PAR PITIÉ ! … suite 4

Résumé de l’épisode précédent : Ted est en piteux état, Jack se laisse prélever sans broncher, défiant presque les geôliers. Josef discute avec Henri qui lui révèle tout ce qu’il sait de cet endroit. Ses révélations glacent Josef qui a compris que son tour viendra où il sera prélevé pour endurer les pires souffrances. Pourquoi ?

Henri demeure intarissable. On dirait que ça lui fait plaisir de me révéler tout ce qu’il sait. Accumuler ce savoir c’est probablement ce qui lui a permis de tenir, de résister à ce cauchemar. Mais est-ce que ça vaut la peine de tenir, de résister ? Ne vaut-il pas mieux se laisser aller, glisser lentement vers la mort plutôt que de vivre comme des chiens ?

— Je ne sais pas si tu as bien vu Ted. Regarde bien son visage.

Je me concentre sur lui, toujours échoué au milieu de la pièce, comme un bateau à la dérive, coque transpercée qui n’atteindra plus jamais aucune rive. Il est inconscient.

J’ai bien remarqué les incisions sur son corps mais je n’ai pas prêté attention à sa figure. Enfin, figure est un grand mot. Je serais incapable de dire à quoi il ressemble tant elle est tuméfiée. Ils se sont défoulés sur sa tête comme s’ils s’étaient disputé un ballon pour gagner une partie de foot.

Naïvement, je demande à mon encyclopédie sur pattes pourquoi ils l’ont mis dans cet état.

— Ils s’efforcent de le rendre méconnaissable, d’effacer ses traits. Je me souviens qu’au début, quand il était lui aussi le petit nouveau, il était plutôt beau gosse. Mais maintenant… Je crois qu’il y a une raison derrière tout ça.

— Une raison ?

Je veux savoir, je veux comprendre pourquoi nous sommes tous enfermés là tels des rats parmi les rats. Mais connaître l’envers de ce décor lugubre me terrifie, me glace, me liquéfie sur place. Et si savoir était encore pire !

— Bien sûr qu’il y a une bonne raison. J’ai mis du temps avant de piger.

Les yeux exorbités, je l’écoute déballer son savoir :

— Quand ils s’emparent de Jack, ils s’occupent toujours de son cou et de son abdomen. Ted, c’est le visage et de jolies plaies soigneusement réalisées sur tout le corps.
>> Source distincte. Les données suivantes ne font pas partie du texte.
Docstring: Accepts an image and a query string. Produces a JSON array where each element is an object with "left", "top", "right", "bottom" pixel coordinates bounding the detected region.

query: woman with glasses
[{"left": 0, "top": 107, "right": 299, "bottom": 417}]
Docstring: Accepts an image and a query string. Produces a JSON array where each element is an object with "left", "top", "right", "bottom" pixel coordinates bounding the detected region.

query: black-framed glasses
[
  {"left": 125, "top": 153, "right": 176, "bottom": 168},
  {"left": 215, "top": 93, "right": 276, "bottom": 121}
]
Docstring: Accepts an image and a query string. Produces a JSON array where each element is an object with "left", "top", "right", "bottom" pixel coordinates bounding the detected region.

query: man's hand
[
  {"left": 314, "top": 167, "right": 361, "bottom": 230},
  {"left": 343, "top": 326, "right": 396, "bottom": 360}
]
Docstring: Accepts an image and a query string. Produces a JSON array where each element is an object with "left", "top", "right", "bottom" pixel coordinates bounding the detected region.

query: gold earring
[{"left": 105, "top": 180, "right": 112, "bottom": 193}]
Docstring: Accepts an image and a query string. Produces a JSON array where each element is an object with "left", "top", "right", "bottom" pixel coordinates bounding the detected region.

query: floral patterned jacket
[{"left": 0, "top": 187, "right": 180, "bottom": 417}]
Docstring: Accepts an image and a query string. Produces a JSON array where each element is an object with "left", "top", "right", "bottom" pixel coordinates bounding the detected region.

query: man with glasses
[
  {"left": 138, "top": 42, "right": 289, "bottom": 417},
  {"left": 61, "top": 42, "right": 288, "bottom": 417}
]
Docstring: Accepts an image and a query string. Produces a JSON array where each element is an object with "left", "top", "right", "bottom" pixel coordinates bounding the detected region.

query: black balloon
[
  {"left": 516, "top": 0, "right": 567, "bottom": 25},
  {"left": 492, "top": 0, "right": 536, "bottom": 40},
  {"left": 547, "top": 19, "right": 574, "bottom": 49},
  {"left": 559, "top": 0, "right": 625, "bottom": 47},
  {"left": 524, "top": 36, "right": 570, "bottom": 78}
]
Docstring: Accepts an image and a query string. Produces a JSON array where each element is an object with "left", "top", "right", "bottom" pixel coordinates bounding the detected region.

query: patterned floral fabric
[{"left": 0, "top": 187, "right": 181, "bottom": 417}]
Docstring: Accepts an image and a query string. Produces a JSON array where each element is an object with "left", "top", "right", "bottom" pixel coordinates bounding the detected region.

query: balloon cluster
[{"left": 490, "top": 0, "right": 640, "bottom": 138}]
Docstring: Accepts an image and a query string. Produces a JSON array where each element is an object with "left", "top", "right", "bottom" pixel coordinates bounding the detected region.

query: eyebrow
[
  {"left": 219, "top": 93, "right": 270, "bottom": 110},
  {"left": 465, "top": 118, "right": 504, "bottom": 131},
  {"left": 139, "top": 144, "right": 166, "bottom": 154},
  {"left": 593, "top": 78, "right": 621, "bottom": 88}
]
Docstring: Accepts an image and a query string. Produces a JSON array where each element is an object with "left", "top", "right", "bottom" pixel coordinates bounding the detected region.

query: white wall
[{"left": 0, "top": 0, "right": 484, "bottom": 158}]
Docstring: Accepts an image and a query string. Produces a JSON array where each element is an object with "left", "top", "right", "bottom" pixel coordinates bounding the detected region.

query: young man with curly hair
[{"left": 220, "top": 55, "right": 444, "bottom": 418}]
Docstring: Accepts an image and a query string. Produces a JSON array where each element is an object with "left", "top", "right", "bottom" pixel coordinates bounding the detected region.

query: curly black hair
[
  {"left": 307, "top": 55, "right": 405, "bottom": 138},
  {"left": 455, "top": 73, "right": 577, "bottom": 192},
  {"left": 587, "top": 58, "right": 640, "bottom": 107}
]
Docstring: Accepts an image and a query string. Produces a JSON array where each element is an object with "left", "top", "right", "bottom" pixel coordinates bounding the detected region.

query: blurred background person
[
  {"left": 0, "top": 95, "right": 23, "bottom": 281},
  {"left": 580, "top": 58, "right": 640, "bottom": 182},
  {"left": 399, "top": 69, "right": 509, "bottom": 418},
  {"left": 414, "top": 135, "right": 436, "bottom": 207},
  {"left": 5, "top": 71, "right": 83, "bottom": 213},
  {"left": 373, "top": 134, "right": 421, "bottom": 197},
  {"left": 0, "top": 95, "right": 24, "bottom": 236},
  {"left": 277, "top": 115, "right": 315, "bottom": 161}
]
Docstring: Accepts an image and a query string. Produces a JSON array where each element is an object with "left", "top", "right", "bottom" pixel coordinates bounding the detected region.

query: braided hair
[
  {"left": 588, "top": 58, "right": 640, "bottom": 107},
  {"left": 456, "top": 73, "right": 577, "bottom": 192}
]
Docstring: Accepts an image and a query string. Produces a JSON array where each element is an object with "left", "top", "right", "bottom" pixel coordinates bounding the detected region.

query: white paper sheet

Marcel n’a jamais de blessures. Ils lui font avaler des trucs atroces ou respirer du gaz… Pour moi c’est surtout des brûlures et cetera. Il m’a fallu un sacré bout de temps avant de comprendre pourquoi ils faisaient ça, pourquoi les uns subissaient ceci, d’autres cela…

Outre les détails qu’Henri me donne, je remarque qu’il parle bien. Il a dû recevoir une certaine éducation et la perpétuité dont il semble s’être accommodé n’a pas réussi à entamer son éloquence. C’est un gars qui ne devait pas avoir son pareil pour parler aux femmes.

Je raccroche à son récit.

— Un jour – ne me demande pas quand, c’était il y a longtemps – alors qu’ils me traînaient dans le couloir comme un chien galeux au bout d’une laisse, j’ai vu une sorte de plaque en granit, comme une stèle, immense qui occupait tout le mur. Tu te doutes que je suis passé et repassé un bon nombre de fois devant, à chaque fois qu’ils me prélevaient. Et un jour, tout s’est éclairé.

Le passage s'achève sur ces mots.